The layoutTreeToSourceTree function converts any SourceTree leaf value (identified by carrying tokens only, no subtree) into a DualTree leaf carrying a NonEmpty list of lines, constructed by grouping the tokens by line.

Any SourceTree node marked as Deleted is converted into an equivalent SourceTree leaf.

Internal LayoutTree entries are either passed through with an annotation as to the enclosed span, or processed specially if they carry layout.

If an internal LayoutTree carries layout, it triggers an applyD transformation in the dual tree which propagates a constraint downwards, namely the requirement for layout.

Dual Tree Magic

The Dual Tree magic happens in the monoidal combination of the upward and downward elements. This happens automatically when required, we simply have to specify the operations to be performed.

The most important of these is the combineUps function, which is defined as the SemiGroup <> operator between Up elements.

This is called whenever two nodes are being combined as the dual tree is being constructed from the leaf nodes towards the root.

Any given Up entry has lines in it, of which the first and last line may be partial, containing a fragment of a line which must be combined with the matching fragment of the incoming element.

Also, one or both of the elements may indicate a range has been deleted from the original tree, indicating that the balance of the lines must be moved up.
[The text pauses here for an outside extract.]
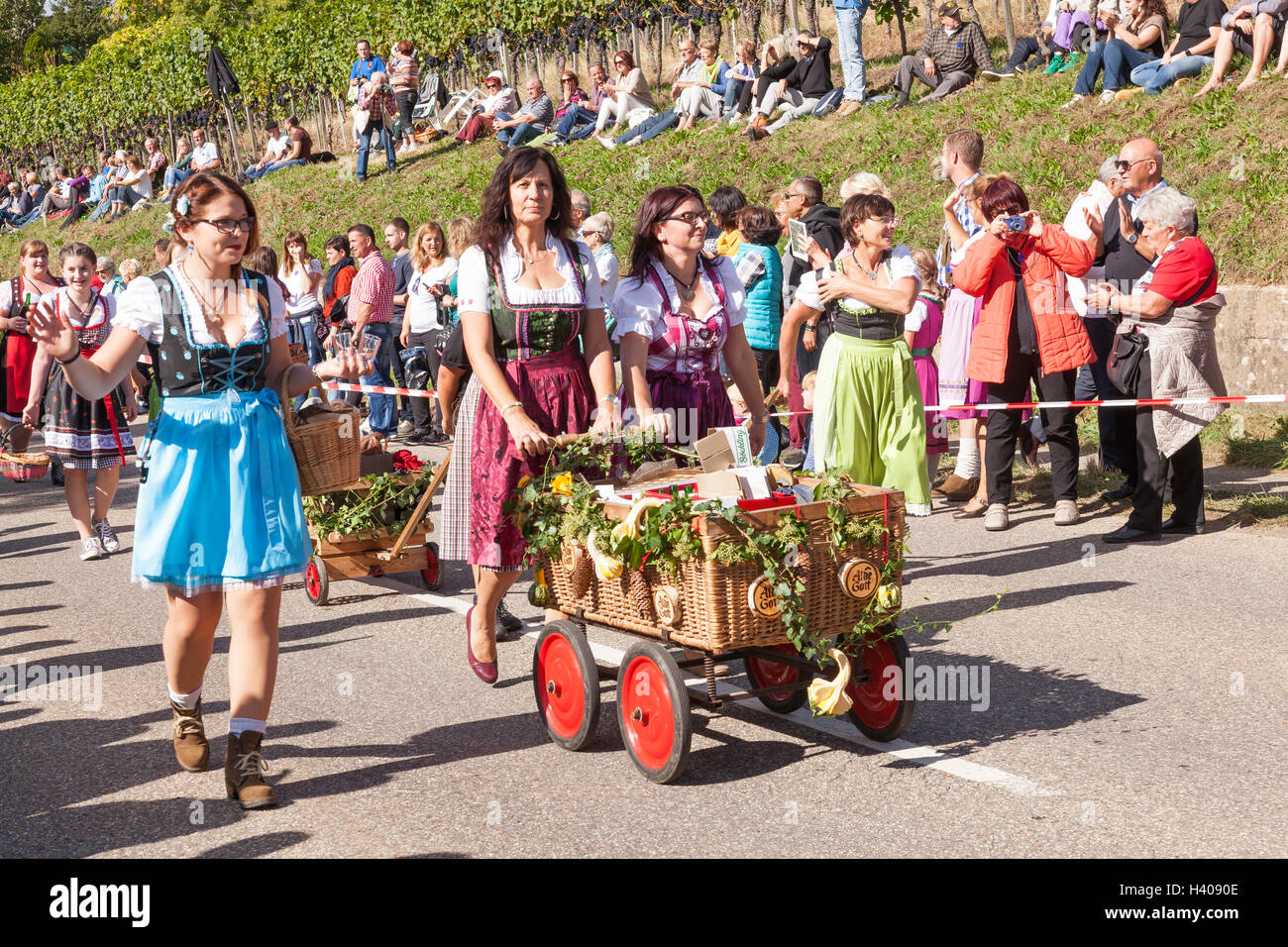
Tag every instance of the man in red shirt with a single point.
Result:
(372, 304)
The gory details can be examined in the source.

The other important one is the Action Transformation instance for Up.

This defines how the alignment action should be applied to an Up value to yield a modified Up value.

instance (Action Transformation Up) where
  act (TAbove _co _bo _p1 _p2 _eo) (Up sspan _a s ds) = (Up sspan a' s' ds)
    where
      a' = AVertical
      s' = NE.map (\(Line r c o ss _f toks) -> (Line r c o ss OGroup toks)) s

  act (TAbove _co _bo _p1 _p2 _eo) (UDeleted ds) = UDeleted ds

It basically says that the layout style should change to Vertical, and the corresponding lines should be marked as belonging to a group, so they will be moved as a unit if column changes are required.
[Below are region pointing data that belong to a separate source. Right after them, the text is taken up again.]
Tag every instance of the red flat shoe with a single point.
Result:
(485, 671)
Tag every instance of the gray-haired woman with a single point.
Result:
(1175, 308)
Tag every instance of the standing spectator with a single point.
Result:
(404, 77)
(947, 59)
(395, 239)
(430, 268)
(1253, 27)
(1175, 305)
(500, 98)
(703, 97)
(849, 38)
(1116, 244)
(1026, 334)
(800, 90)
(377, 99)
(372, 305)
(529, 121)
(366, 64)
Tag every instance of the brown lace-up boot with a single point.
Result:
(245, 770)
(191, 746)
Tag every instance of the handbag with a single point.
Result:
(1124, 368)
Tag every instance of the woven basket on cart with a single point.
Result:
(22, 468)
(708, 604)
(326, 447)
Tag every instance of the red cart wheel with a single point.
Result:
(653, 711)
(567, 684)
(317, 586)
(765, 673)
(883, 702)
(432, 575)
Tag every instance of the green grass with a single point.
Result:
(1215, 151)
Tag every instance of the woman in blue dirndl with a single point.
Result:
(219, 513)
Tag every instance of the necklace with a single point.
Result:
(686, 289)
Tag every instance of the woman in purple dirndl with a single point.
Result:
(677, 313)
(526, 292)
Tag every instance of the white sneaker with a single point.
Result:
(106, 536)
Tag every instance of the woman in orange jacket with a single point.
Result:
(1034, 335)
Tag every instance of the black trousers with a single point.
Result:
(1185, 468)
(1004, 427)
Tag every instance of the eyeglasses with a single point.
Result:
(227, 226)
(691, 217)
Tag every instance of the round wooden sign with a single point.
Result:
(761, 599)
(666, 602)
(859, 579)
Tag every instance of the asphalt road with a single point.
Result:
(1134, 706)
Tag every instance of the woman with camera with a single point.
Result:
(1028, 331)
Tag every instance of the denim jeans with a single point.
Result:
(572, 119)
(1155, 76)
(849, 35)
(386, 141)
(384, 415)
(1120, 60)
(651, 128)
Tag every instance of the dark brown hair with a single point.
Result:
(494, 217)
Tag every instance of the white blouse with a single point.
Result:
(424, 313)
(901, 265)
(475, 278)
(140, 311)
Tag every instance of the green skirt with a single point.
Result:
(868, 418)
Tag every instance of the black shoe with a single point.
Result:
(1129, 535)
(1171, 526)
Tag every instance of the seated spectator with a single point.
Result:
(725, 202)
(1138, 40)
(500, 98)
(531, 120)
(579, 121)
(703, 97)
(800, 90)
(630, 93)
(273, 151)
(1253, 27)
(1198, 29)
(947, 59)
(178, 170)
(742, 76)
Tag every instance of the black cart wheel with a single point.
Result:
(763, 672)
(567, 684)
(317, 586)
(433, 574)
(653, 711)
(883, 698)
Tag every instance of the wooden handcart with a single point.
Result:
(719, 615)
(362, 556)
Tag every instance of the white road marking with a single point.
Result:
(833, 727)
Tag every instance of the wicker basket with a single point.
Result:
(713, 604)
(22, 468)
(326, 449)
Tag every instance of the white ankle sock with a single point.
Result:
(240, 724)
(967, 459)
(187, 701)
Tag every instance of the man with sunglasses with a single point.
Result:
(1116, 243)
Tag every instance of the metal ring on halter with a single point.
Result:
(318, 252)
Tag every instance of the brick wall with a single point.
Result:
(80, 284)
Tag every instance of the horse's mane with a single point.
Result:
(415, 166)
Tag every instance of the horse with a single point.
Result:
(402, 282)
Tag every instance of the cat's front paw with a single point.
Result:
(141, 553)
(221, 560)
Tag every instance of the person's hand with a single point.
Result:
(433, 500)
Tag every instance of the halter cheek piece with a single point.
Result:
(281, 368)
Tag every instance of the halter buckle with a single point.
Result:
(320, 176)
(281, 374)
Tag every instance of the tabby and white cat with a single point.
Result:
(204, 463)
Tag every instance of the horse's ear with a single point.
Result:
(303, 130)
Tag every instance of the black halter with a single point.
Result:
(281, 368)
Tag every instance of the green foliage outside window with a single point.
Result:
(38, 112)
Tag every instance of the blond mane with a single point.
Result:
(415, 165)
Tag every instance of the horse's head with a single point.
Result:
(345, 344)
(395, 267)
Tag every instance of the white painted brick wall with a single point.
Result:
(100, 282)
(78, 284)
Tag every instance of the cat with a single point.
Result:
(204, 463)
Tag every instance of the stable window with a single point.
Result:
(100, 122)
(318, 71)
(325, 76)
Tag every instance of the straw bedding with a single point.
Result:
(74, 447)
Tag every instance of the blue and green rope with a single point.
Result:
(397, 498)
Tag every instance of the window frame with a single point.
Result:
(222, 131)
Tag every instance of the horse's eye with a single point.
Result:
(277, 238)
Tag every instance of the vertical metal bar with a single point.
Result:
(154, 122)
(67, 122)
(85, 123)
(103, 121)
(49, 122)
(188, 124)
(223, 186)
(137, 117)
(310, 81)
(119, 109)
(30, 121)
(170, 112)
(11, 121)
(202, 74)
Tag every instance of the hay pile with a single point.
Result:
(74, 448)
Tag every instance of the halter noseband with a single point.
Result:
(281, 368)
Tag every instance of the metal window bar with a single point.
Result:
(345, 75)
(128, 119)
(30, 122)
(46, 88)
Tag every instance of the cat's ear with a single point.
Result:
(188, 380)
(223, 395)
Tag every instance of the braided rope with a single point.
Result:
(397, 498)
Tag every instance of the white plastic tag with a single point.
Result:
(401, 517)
When this process is complete the root element of the SourceTree has an Up value that captures all the constraints of layout in the original LayoutTree, and has one entry per line.

This Up entry is extracted by the retrieveLines function which returns a list of Line values.

data Line = Line Row Col RowOffset Source LineOpt [PosToken]

data Source = SOriginal
            | SAdded
            | SWasAdded
            deriving (Show,Eq)

data LineOpt = ONone
             -- | This line needs to be grouped with the next in terms
             -- of layout, so any column offsets need to be propagated
             | OGroup
             deriving (Show,Eq)

Rendering the lines

One last transformation is required to generate actual source lines, which is performed by the renderLines function.

This takes a list of Line values and places them correctly in the output stream.

Each Line has an absolute row and col associated with it. The output function inserts appropriate newline and space values into the stream to ensure that each line starts at the required spot.

All done.

It is a very complicated transformation, but it is broken down into a number of steps, each of which does a specific required function.

To recap

  1. Allocate tokens to a LayoutTree, capturing all SrcSpans and starts of syntax layout.
  2. Manipulate the LayoutTree to achieve the refactoring, working at the SrcSpan level.
  3. Convert the LayoutTree to a SourceTree, operating at the line level, and resolving layout constraints downward against add/del/move/resize constraints upward.
  4. Convert the absolute line entries back into a stream of characters as the modified source code.